MIAMI — Before the Washington Nationals’ 4-2 win over the Miami Marlins on Tuesday, members of the Major League Baseball Players Association visited the Nationals’ clubhouse and handed out ballots for its players’ choice awards, an annual tradition.
Players hollered out names to each other, asked for spellings and solicited suggestions. Perennial preseason MVP contender Bryce Harper joked with Juan Soto, who is in a heated race with Atlanta Braves outfielder Ronald Acuna Jr. for rookie of the year.
“I’m voting for Acuna, man. Sorry!”
Soto laughed and laughed before jabbing back at Harper, “Wow, what a guy!” The two joke with each other regularly, two of the few players in recent baseball history to be on those kind of ballots so young.
But amid the joking, and in the way the Nationals’ lineup utilized its many weapons to win the game that followed, hid a reality of the team’s season that cannot be overstated. The Nationals are dripping with talent, enough to challenge for postseason awards on all fronts, enough to lead the league in a variety of categories if all goes well. And yet, even after that win, this team remains just a combination of five Braves wins or Nationals losses from elimination.
One of the subtler award candidates in that clubhouse, less talked-about than Soto, or than Max Scherzer’s Cy Young push, is Adam Eaton. Eaton missed most of the 2017 season with a major knee and ankle injury that lingered, caused spinoff trouble and cost him the early part of this season, too.
Since he got healthy and started playing regularly again in June, Eaton has played himself into legitimate comeback player of the year candidacy. He entered Tuesday night hitting .291 with a .380 on-base percentage that would rank him 17th in baseball if he had enough at-bats to qualify.
Through two innings Tuesday, Eaton was 2 for 2. The second hit came with two on and one out in the second and drove in a run. The Nationals scored again when Trea Turner, who has less of an on-base knack than Eaton and has therefore lost leadoff at-bats to him this year, executed a perfect squeeze bunt to score Wilmer Difo.
A few innings later, Marlins pitcher Tyler Kinley hit Turner in the head with a pitch, one that knocked off his helmet and sent him to the ground. He was fine, and said later he felt no pain. A few moments later, he stole second base, his 40th steal of the season. He leads the majors. He and Eaton reached base four times and scored two runs.
“That’s something we bring to the table, when both [Eaton and I] can get on base and wreak havoc,” Turner said. “Even if we don’t have big innings, it’s tough innings. They have to make great pitches to the guys behind us to get out of it.”
The guy directly behind Turner is Harper, who walked in all five of his at-bats, the most any National League player has walked in a game this season. He needs one more walk to tie his career high of 124, which is somewhat remarkable given he endured a frustrating first half in which his trademark patience seemed to wane. Even after that start, only five National League players have a better on-base percentage than Harper does this season — and his is climbing. If Soto had enough at-bats to qualify, there would be six players ahead of him.
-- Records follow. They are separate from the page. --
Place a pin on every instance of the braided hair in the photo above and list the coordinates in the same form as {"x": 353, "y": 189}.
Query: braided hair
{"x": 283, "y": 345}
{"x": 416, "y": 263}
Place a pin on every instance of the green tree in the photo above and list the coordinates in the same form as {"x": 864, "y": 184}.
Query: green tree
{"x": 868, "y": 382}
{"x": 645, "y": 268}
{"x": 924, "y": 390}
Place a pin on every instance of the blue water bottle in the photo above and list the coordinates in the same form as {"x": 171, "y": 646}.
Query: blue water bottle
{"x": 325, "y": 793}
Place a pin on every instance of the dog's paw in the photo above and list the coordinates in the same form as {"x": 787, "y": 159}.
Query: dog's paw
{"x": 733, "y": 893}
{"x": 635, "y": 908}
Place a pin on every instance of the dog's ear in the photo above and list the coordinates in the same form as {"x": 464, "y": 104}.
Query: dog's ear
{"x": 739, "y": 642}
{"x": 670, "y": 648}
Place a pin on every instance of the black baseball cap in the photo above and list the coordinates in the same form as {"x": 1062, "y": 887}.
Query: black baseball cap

“I told him, ‘You might be the first player that has more walks than hits, so keep going,’ ” Nationals Manager Dave Martinez said. “It’s just the way it is. Why get yourself out? They don’t want to pitch to you? Then take your walks and be that teammate and that’s what it is, just being a better teammate and getting on for the next guy.”
The next guy is Rendon, who drove in two runs and reached base safely for the 27th straight game. Rendon builds the statistical résumé to be an MVP candidate year in and year out, though he lacks the profile. This year, he has slid into obscurity among Harper, Scherzer, and more recently, Soto.
The whole evening passed without much other reason to mention the 19-year-old rookie, who went 0 for 5, which feels like an eternal slump given his recent reliability. The expectations built for this team were built without knowing what Soto could give it. Now he might be the most likely player in the clubhouse to win postseason hardware.
“I think we’re a team with a lot of length. We’re pretty dangerous all the way through,” Harper said. “Pick your poison of anybody in the lineup.”
Stephen Strasburg finished as a finalist for the NL Cy Young last season, but after a season in which he was felt more in his absence than his presence, Strasburg said he now considers himself a work in progress. At one point Tuesday, Strasburg recorded eight straight outs via strikeout, and he finished with 11 in six innings of two-run ball. Those 11 strikeouts tie a season high, the third time this year he has reached double digits.
Last year’s NL comeback player of the year, Greg Holland, pitched a scoreless eighth. All-star closer Sean Doolittle threw a scoreless ninth. The Nationals won for the eighth time in 12 games, one of their best stretches of the season. While they tease each other about postseason awards, crossing their fingers that Soto and Scherzer and others will win them, they also know that with all that talent, they should have a lot more to play for these days.